2. Notice the notation used in your textbook and on this site.
3. Make flashcards (handwritten is best but a system like quizlet will also work) to help prepare for exams. Study your cards on the bus, between classes or while waiting for class to start.
4. Check for additional general study hints on the study techniques page.

If we have vectors, $$\vec{u} = \langle u_1, u_2, u_3 \rangle$$ and $$\vec{v} = \langle v_1, v_2, v_3 \rangle$$, the dot product is $$\vec{u} \cdot \vec{v} = u_1 v_1 + u_2 v_2 + u_3 v_3$$. Another way to calculate the dot product is $$\vec{u} \cdot \vec{v} = \norm{\vec{u}} \norm{\vec{v}} \cos \theta$$ where $$\theta$$ is the angle between vectors $$\vec{u}$$ and $$\vec{v}$$.
With dot products, we are required to write the dot between $$\vec{u}$$ and $$\vec{v}$$ to indicate the dot product. Writing the two vectors side by side with nothing in between like this $$\vec{u} \vec{v}$$ makes no sense and is incorrect. In two dimensions we can think of $$u_3 = 0$$ and $$v_3 = 0$$ and the above equation holds. Notice the result of the dot product of two vectors is a scalar. This is why the dot product is sometimes called the scalar product.

Okay, so let's watch a video clip showing a quick overview of the dot product. This video is for two dimensional vectors.

### PatrickJMT - overview of the dot product [1min-37secs]

video by PatrickJMT

It works the same for three dimensional vectors, shown in this video clip.

### PatrickJMT - dot product in three dimensions [23secs]

video by PatrickJMT

Properties of the Dot Product

If we let $$\vec{u}$$, $$\vec{v}$$ and $$\vec{w}$$ be vectors and $$k$$ be a scalar, the following properties hold for the dot product.

$$\vec{u} \cdot \vec{v} = \vec{v} \cdot \vec{u}$$

commutative property

$$\vec{u} \cdot ( \vec{v} + \vec{w} ) = \vec{u} \cdot \vec{v} + \vec{u} \cdot \vec{w}$$

distributive property

$$k(\vec{u} \cdot \vec{v} ) = k\vec{u} \cdot \vec{v} = \vec{u} \cdot k\vec{v}$$

$$\vec{u} \cdot \vec{0} = 0$$

$$\vec{0}$$ is the zero vector

$$\vec{v} \cdot \vec{v} = \norm{\vec{v}} ^2$$

The double bars on $$\norm{\vec{v}}$$ indicate the magnitude of the vector $$\vec{v}$$, usually called the vector norm. See the Vector Representations panel on the main vectors page for detail on the vector norm.

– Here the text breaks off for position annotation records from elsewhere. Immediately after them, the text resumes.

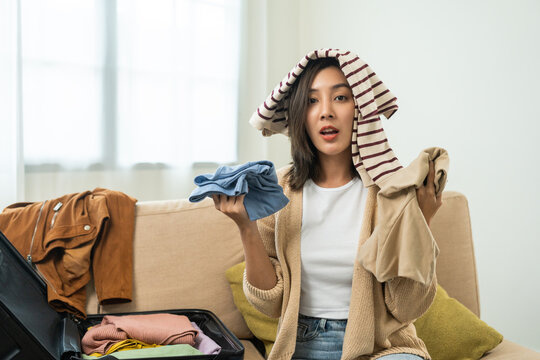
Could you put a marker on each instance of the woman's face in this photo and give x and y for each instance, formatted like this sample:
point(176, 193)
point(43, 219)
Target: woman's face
point(330, 112)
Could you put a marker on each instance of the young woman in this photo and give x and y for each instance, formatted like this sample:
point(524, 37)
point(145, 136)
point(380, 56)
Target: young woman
point(339, 310)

### Larson Calculus - properties proofs [2mins-34secs]

video by Larson Calculus

Before we go on to look at some applications of the dot product, let's work a few practice problems.

Practice

Unless otherwise instructed, calculate the dot product of each set of vectors giving your answers in exact form. For angles, give your answers in radians to 3 decimal places.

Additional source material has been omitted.